Call for Papers für Language and Text Studies
Deadline Abstract: 01. Juli 2017 | Annahmebestätigung: 01. September 2017
Deadline Beitrag: 31. Dezember 2017
Genre Emergence – Call for Book Chapters
The new media initially inspired a gold-rush movement: Researchers tried to detect and describe the new ways in which they assumed users communicated in online environ-ments. The gold-rush was brought to a halt when it was discovered that, in fact, there was not that much novelty in online communication after all (e.g., Heyd 2009). Consequently, the focus shifted towards uncovering genres from traditional media that interlocutors drew on in CMC environments (see, e.g., Miller & Shepherd’s 2004 study on blogs). This paved the ground for a third wave in which the view was broadened to inter- and intramedial genre networks and the question of how genres interact, form hybrids or differentiate into distinct genres to accomplish communicative tasks (Hauser & Luginbühl 2015). In this strand of research, numerous patterns of genre change and emergence in and across various media have been described (Allori et al. 2014, Hauser et al. 2014, Luginbühl 2014).
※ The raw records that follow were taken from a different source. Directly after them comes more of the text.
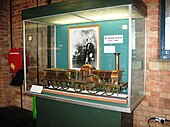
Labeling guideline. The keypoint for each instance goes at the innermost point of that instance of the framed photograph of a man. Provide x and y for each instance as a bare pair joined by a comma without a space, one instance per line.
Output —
83,46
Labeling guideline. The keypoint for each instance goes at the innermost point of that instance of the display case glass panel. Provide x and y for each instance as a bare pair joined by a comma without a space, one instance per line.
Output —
92,57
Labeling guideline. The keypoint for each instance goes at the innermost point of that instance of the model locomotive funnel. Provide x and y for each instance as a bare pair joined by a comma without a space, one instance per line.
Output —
116,61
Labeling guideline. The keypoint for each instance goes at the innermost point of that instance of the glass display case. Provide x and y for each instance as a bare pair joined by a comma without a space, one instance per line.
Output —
87,55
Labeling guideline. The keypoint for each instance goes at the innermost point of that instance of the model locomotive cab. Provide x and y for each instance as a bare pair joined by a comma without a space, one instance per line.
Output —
86,80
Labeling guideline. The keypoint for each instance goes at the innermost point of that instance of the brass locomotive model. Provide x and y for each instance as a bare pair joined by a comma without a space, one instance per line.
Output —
88,79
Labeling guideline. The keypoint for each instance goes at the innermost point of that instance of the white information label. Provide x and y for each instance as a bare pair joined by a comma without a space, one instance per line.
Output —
109,49
113,39
36,89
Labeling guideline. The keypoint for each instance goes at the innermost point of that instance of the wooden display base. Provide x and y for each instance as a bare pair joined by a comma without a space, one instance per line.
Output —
116,98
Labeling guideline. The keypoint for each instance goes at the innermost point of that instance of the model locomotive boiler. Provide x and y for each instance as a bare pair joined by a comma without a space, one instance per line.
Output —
86,79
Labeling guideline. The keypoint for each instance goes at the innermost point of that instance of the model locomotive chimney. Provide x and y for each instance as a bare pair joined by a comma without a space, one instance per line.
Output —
116,61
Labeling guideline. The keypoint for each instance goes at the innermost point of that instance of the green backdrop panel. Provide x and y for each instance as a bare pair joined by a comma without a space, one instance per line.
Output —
107,61
59,114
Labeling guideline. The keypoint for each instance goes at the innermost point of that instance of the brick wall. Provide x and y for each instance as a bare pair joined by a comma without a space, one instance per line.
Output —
157,101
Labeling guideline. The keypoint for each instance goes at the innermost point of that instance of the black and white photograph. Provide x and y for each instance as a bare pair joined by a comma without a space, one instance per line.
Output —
83,46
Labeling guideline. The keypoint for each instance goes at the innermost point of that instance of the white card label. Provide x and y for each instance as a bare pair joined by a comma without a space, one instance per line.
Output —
113,39
36,89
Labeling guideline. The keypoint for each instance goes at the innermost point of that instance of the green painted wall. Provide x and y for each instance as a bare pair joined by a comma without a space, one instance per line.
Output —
107,61
59,114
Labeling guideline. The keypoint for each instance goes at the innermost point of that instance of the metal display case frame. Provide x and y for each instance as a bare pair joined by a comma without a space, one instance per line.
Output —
135,10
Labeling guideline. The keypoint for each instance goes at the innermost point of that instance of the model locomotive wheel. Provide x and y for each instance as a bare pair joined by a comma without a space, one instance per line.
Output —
109,90
64,85
92,88
91,84
78,87
56,85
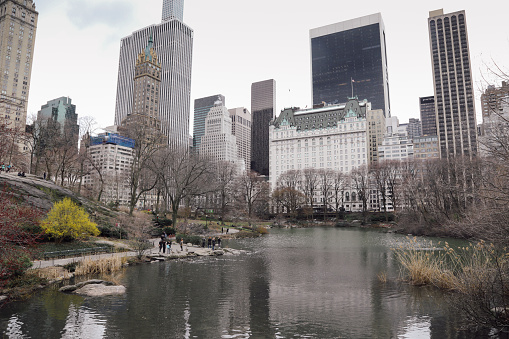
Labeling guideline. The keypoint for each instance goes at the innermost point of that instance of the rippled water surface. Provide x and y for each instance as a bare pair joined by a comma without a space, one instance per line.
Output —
303,283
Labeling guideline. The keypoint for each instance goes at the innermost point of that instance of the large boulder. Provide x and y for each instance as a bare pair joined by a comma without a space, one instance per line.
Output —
100,290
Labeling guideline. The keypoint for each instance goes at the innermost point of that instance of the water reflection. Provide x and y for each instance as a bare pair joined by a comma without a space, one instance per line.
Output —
312,283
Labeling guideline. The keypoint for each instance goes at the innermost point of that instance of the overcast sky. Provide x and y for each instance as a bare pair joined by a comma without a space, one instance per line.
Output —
237,42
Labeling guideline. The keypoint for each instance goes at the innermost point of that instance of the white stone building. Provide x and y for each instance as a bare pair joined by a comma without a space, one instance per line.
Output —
218,141
110,158
332,137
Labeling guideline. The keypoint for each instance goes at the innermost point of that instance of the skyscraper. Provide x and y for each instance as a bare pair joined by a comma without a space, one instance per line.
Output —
218,141
428,117
241,129
349,59
263,108
173,9
452,78
414,128
147,83
173,42
202,107
18,25
494,98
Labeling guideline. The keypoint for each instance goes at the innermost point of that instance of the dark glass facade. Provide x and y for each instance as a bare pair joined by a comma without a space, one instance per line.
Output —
428,118
260,140
457,126
351,54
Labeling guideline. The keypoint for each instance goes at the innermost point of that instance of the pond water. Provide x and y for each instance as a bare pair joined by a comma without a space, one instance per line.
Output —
300,283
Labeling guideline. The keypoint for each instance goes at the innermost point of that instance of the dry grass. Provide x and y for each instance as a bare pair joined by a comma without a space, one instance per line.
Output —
51,273
460,269
102,266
In this volume, we follow the third wave outlined above. Specifically, this volume aims to look more closely at instances of genre emergence. Here, the following questions are asked:
- When, and under what conditions, do genres emerge (or even re-emerge)?
- What does it take, for us as researchers, to assume the emergence of a new genre instead of assuming some degree of variation of an existing one?
- What general patterns of genre emergence can be detected – across various media and historical periods?
On the basis of these questions, we would like to invite empirically-grounded papers from various disciplines (media studies, linguistics, computer sciences) and with different foci (theoretical, methodological, case study, meta study).
DATES & GUIDELINES
1 July 2017 Potential contributors are asked to hand in an abstract of ca. 300 words (excl. references), which should particularly emphasise how the planned chapter is connected to the key questions of the volume. The language for contributions is English.
1 September 2017 Notification of acceptance
31 December 2017 Contributors hand in their drafts of approx. 15 pages (including abstract, excluding references). Details on the style sheet will be sent with the notification of acceptance.
The volume will appear in the series Language and Text Studies
at Peter Lang Publishers.
Prof. Dr. Alexander Brock is an Associate Professor at the English department at Martin-Luther-University Halle-Wittenberg. Besides his pronounced focus on humour research, he pursues interests in media linguistics with a particular emphasis on the migration of text types. Together with Dr. Annette Schiller, he edits the series Language and Text Studies.
Jana Pflaeging is a Research Assistant at Bremen University and a doctoral candidate at Halle-Wittenberg and Salzburg University. Her research interests include multimodal genre change in mass media communication.
Dr. Peter Schildhauer is a Lecturer at Bielefeld University. His research interests include the linguistics and pedagogy of digital media.